Remarks at a White House Luncheon for Members of the James S. Brady Presidential Foundation

September 23, 1982

Thank you very much. Thank you, Jim.

One of the first things I learned in public speaking class was that you should never open with an apology. And I was wondering how I was going to explain that we had to get out of here before the meeting was over, and you took care of that. Thank you very much.

Nancy and I are delighted that you could all come and be with us for what I know we all agree is a wonderful and very worthy cause, the James S. Brady Presidential Foundation. As you know, the foundation will honor Jim in recognition of the tremendous sacrifices that he and Sarah and their family have made. It will also provide assistance to other individuals wounded or killed in an assassination attempt on national figures and will provide assistance to that individual's family.

Now, these good things don't just happen. They depend on the active support of fine people like yourselves -- all of you who have worked so hard, and on the leadership of the foundation's nonpartisan board of directors. I won't name all the members, but I do want to pay a special tribute to three particular individuals, and one is Jim Lynn, the president of the foundation, and the two who are cochairing the fundraising effort, Joe Rodgers and Bob Strauss.

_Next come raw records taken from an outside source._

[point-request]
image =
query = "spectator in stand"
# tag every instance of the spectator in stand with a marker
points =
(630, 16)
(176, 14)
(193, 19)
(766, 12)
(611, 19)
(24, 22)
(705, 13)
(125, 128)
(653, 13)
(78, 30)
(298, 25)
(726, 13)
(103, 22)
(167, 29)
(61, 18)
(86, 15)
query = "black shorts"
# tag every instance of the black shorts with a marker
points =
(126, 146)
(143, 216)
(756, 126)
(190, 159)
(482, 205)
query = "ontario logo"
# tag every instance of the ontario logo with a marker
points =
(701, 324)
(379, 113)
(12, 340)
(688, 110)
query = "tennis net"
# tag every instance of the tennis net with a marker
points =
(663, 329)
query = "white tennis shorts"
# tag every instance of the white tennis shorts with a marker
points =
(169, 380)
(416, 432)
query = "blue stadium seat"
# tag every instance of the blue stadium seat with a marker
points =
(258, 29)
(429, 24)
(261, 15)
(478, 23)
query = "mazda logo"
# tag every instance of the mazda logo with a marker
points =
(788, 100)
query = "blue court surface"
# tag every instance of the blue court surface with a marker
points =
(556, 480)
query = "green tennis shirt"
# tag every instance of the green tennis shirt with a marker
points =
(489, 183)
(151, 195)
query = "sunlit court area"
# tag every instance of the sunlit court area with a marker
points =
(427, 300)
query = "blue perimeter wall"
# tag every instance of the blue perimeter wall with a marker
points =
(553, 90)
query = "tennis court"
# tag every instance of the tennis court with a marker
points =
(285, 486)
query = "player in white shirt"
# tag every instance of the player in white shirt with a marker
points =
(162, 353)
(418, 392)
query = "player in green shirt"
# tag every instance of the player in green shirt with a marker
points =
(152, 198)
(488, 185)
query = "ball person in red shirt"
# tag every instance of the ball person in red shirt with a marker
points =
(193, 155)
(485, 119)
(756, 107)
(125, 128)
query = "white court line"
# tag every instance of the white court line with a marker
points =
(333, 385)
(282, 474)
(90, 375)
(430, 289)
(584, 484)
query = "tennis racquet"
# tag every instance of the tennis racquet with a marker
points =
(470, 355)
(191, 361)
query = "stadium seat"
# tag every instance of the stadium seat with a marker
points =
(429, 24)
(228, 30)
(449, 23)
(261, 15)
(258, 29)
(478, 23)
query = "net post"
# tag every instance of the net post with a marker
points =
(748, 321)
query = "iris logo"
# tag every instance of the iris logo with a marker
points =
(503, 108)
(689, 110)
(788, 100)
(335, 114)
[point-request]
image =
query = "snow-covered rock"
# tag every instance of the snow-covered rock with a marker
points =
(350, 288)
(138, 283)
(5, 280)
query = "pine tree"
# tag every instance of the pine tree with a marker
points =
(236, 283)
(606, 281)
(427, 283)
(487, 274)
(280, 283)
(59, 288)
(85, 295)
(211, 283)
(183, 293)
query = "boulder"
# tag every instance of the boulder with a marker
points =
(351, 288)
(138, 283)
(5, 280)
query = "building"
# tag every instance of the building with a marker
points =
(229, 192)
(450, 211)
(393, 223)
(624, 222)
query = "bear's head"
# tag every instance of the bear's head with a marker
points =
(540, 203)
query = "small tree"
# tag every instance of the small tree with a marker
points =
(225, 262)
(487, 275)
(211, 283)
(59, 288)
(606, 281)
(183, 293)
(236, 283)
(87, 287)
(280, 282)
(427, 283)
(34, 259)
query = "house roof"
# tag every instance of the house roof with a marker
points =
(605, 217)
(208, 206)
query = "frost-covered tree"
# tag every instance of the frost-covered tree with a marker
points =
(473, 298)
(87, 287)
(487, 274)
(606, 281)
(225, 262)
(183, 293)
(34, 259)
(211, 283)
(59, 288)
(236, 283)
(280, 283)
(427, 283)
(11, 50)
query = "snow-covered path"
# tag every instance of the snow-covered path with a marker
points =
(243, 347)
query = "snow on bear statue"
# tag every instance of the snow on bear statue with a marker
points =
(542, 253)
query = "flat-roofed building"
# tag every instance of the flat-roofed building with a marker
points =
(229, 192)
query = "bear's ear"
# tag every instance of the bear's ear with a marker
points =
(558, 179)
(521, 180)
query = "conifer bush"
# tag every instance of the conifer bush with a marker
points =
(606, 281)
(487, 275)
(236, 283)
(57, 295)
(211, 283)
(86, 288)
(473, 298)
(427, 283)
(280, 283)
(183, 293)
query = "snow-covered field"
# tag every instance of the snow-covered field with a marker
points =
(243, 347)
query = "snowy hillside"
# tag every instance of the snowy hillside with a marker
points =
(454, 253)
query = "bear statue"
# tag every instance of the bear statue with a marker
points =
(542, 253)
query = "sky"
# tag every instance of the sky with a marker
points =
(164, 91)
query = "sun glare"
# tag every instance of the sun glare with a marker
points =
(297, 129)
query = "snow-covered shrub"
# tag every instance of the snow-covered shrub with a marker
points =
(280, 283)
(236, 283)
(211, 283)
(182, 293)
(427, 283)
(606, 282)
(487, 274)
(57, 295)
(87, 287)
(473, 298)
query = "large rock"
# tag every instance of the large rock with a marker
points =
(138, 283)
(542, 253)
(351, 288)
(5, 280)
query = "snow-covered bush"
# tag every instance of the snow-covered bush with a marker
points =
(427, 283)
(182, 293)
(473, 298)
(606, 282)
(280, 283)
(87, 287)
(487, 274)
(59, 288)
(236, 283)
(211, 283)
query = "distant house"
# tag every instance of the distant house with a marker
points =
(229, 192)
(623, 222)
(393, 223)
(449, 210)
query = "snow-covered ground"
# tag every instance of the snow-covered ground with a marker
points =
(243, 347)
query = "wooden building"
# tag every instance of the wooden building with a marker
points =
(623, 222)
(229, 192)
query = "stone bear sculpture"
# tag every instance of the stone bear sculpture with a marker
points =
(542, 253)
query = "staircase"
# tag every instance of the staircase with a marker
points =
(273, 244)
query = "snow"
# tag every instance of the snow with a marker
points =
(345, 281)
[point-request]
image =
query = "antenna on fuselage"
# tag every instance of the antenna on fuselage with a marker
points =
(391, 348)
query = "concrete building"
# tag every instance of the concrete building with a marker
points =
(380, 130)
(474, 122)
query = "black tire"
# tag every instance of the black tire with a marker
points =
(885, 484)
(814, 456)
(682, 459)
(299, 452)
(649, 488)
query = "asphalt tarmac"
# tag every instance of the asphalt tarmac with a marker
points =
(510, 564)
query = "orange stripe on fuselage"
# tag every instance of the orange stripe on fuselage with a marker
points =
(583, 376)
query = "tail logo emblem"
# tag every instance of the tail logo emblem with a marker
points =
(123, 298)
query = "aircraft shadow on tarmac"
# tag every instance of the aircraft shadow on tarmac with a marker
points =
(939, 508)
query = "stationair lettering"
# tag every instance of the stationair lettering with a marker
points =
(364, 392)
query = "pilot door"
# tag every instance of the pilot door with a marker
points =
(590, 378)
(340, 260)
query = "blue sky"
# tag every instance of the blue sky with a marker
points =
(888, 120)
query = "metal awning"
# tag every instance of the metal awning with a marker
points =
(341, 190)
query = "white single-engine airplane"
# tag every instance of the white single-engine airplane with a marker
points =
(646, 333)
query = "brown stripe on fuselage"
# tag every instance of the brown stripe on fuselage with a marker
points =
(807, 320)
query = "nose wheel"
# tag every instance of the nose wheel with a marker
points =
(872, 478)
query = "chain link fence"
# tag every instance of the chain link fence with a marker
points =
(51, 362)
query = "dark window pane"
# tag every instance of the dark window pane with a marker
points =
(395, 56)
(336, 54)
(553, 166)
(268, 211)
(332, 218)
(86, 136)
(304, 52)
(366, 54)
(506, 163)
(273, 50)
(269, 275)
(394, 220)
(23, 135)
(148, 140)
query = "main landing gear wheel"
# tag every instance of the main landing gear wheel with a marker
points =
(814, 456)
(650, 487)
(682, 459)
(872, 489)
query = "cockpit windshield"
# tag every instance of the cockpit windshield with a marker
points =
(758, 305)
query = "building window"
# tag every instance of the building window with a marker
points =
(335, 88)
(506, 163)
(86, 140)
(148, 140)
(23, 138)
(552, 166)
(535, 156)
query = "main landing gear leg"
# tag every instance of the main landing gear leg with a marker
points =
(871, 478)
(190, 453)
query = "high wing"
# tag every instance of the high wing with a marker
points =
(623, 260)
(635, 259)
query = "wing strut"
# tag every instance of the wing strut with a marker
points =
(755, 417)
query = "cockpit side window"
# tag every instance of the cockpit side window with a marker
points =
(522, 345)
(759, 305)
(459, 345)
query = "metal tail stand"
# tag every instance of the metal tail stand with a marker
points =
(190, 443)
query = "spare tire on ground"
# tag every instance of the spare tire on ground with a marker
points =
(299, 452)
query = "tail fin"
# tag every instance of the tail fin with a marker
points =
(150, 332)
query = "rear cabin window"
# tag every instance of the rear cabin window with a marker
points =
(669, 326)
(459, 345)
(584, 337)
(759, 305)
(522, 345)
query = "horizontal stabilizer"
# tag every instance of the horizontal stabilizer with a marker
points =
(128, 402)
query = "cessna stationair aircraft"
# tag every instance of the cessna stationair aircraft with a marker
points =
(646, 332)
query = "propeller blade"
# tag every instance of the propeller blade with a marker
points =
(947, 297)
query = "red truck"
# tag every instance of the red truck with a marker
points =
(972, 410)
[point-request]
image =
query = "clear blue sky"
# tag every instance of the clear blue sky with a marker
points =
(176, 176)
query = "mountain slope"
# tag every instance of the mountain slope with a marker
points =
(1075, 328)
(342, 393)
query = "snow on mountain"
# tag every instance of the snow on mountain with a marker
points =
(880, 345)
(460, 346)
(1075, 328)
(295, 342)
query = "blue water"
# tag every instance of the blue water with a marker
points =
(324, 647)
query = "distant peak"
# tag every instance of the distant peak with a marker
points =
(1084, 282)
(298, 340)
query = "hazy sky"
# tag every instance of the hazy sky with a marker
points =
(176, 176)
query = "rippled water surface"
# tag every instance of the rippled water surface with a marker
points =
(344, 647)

Now, since Bob and Joe both are such good numbers men -- [laughter] -- and since this is the election season, I confess I got a little nervous. But I am assured that they are dedicated to this worthy and noble cause.

I'm also delighted to tell you that Nancy will assume with great pleasure the position of honorary chairman of the foundation. You know that it almost became a byword for several months there that Jim was Nancy's Y&H, ``young and handsome.'' [Laughter]

But you know at the first reception marking the formation of this foundation, I said that it seemed to me that Jim Brady has some connections in very high places. He'd been out the night before at the Old Timers' Baseball Game, you'll remember that they held here with all the great stars, baseball stars of the past. And on that particular night, it was raining. And then Jim was introduced, and it stopped raining. [Laughter]

Well, you know now that he's gone back home to Chicago, and he's pulled off another miracle. On Monday afternoon he went to see his favorite team, and mine, the Chicago Cubs. And after Jim threw out the first ball, the Cubs actually went out and won the game. [Laughter] And now, they're only 20 games out of first place. [Laughter]

Maybe the best way to describe the effect Jim Brady has on people is to read you a letter that I received from Mrs. James H. Terrell, of Alexandria, Virginia, a few months ago. Her son, John, had heard about what we're trying to do and, although he's only 9, he wanted to help. So he decided to go out on that bike path that's along Mt. Vernon Highway and sell lemonade for 10 cents-a-cup to raise money. And his mother wrote, ``On Sunday, April 18, 1982, young John Terrell enjoyed selling lemonade and fruit punch to the many thirsty bicyclers on the bike trail. His goal was to help Mr. Jim Brady financially. His efforts collected the enclosed $37, and he did this by 10 cents-a-cup, plus a few tips. Please accept John's love gift for Jim Brady. John is a fourth grade student at Hollin Meadows School in Alexandria.

Well, as you can see, I think that John's sign probably helped a little. You may not be able to read that from where you are, but it's his own homemade sign that he had in his business undertaking. For those in the far corners, it read, ``Please give for Jim Brady.''

Anyone want to argue that this isn't the greatest country in the world?

And, Jim, if you're watching, I think that John's sign says it all about the love America feels for Jim Brady and how all of us are praying for his continued recovery.

Again, thank you all very much for helping make this foundation come true and for enabling it to provide assistance to those in need.

So, for Jim and for everyone else and for all of us, thank you, and God bless you.

Note: The President spoke at 1:20 p.m. in the State Dining Room at the luncheon he and Mrs. Reagan hosted for members of the foundation's board of directors and council of trustees, a nonpartisan group of people who will be involved in fundraising efforts for the foundation.

The President was introduced by James T. Lynn, president of the foundation. In his remarks, the President also referred in his remarks to Joe M. Rodgers and Robert S. Strauss, cochairmen of the fundraising effort.

The James S. Brady Presidential Foundation is a public foundation that was established to provide assistance to any needy individual wounded or killed in an assassination attempt on any senior Federal official, Presidential candidate, or family member of the President and Vice President, and to provide assistance to the individual's family. The foundation also is authorized to create certain scholarships as a tribute to such victims or to encourage young people to enter government service. The idea for the foundation grew out of concern by a number of national business and political leaders for the need to provide special assistance to persons whose lives are placed in danger simply because they are at the scene of an assassination attempt. The foundation was chartered in November 1981, under the name ``The Stand By Fund.'' It was later renamed ``The James S. Brady Presidential Foundation'' in honor of the Press Secretary to the President and in recognition of the inspiration he has given to others.